Decentralization and scalability go hand-in-hand. The cheaper it is to operate a blockchain the more people can successfully replicate it and the more decentralized it will be. One of the major challenges faced by EOS and Hive is that they rely (or relied) upon an in-memory database whose performance drops dramatically once the data no longer fits in memory. This makes EOS RAM costs extremely high and also fundamentally limited to the amount of RAM that can be hosted within a single computer.
Hive eventually replaced chainbase (the memory mapped database) with a backend powered by a more traditional no-sql key/value database (Rocks DB). This allowed Hive to scale to more data storage at the expense of raw transactional throughput.
Unique Database Requirements of Blockchains
A blockchain is a database that can have multiple pending forks waiting for finality and all transactions are sequentially applied for determinism. This means the database cannot commit data until finality and may have to build on multiple partially validated states. In EOS, Hive, and BitShares we utilized an "undo history" which tracked changes and allowed us to quickly restore the state of the blockchain to an earlier version so that we could start applying the changes for a different fork.
This access pattern is fundamentally unfriendly for the transactional model of typical embedded no-sql databases such as RocksDB or LMDBX. Furthermore, even if a database supports multiple nested open "transactions", I have yet to find one that allows you to partially commit a confirmed part of a transaction (newly finalized block) while leaving the rest (partially confirmed blocks) open.

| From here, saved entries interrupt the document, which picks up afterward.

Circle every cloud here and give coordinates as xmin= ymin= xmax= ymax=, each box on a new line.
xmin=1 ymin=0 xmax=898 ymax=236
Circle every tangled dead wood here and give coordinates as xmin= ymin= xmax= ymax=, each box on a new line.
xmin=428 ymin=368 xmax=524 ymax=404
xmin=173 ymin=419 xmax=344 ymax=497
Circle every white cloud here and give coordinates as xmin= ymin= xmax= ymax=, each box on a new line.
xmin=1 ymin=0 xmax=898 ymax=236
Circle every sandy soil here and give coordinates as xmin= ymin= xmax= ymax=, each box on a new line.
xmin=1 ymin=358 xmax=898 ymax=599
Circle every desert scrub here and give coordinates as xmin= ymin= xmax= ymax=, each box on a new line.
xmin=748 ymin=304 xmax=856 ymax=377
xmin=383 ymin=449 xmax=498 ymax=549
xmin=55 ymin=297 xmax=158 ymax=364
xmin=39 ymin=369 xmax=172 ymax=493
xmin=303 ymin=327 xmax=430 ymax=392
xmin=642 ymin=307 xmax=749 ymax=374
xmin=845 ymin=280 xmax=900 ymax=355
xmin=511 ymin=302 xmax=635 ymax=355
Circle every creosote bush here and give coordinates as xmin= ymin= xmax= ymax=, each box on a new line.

Furthermore, it is extremely challenging to construct queries that can read the state of the irreversible block while allowing new transactions to apply to the tip of the blockchain. The workarounds often significantly hamper the throughput of the database.
Techniques used by traditional databases to accelerate write performance via multi-threading result in non-determinism and are not suited for blockchains. This greatly limits the performance that can be extracted from traditional databases and makes their write benchmarks and parallel read benchmarks irrelevant for understanding the sequential read-modify-write performance access pattern required by all smart contract platforms I am aware of (except maybe UTXO-based blockchains).
Single Threaded Reading
EOSIO and Hive can only support single-threaded reading via the RPC interface because the underlying data structures cannot be modified while being read. We implemented various hacks on Hive that allowed multi-threaded reading at the expense of consistency and random crashes of the readers. I cannot speak to the current structure of Hive, but I can talk about experiences with RocksDB and LMDBX. While they allow multi-threaded reading, the overhead of versioning every record combined with other limits of their design means that overall throughput is significantly hampered.
Replicating State to Traditional Databases
At block.one we spent a lot of effort trying to find the best way to export the state from the eosio blockchain to a traditional database. The problem we faced was that it was difficult to keep up with the firehose of data coming out of EOS. Furthermore, we had to wait for a block to become final because replicating the fork-switching behavior through the entire stack was both fragile, complicated, and hurt performance.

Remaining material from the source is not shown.